85–89.99: High-end specialty. The coffees you find at serious independent roasters, often accompanied by detailed processing notes and named producers. At this range, distinctive terroir and processing characteristics become clearly apparent.

90+: Outstanding. Less than 1% of global coffee production reaches this range. These are the coffees that appear in competitions, sell at auction for extraordinary prices, and often define what a particular origin or variety is capable of.

Why the Same Coffee Scores Differently Between Cuppers

Despite the standardization, cupping scores are not perfectly objective measurements. Two trained Q-graders evaluating the same coffee may score it differently by 1–3 points, sometimes more. Several factors drive this variation.

Sensory thresholds differ between individuals. Some tasters are more sensitive to certain acids; others perceive bitterness differently. The same compound at the same concentration may register clearly to one cupper and barely at all to another.

Calibration drift occurs over time and across contexts.

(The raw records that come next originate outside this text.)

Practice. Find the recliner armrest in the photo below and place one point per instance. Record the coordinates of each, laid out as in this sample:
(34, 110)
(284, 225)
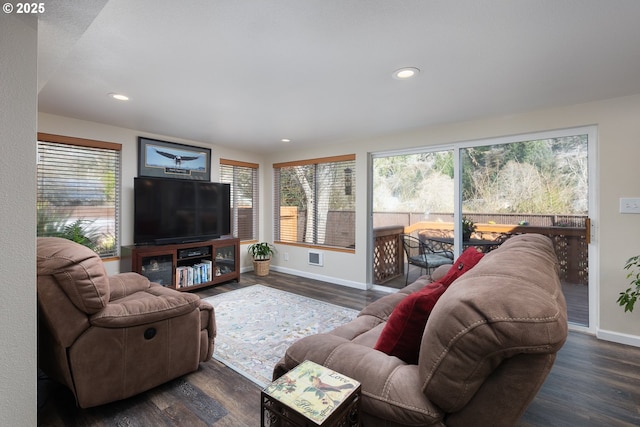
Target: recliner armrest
(124, 284)
(155, 304)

A cupper who has spent the morning evaluating high-scoring Ethiopians may unconsciously recalibrate their baseline upward, scoring a solid Guatemala lower than they would have first thing in the morning.

Vocabulary and category weighting vary despite the standardized form. Different tasters bring different frameworks for how much weight to place on body versus complexity versus acidity when assigning scores.

This is why professional coffee buying involves multiple cuppers evaluating the same sample and averaging the scores — and why ongoing calibration exercises, where a group of tasters scores the same reference coffees together and discusses discrepancies, are a routine part of professional quality evaluation. The number on the sheet is meaningful, but it is best understood as a calibrated estimate rather than a precise measurement.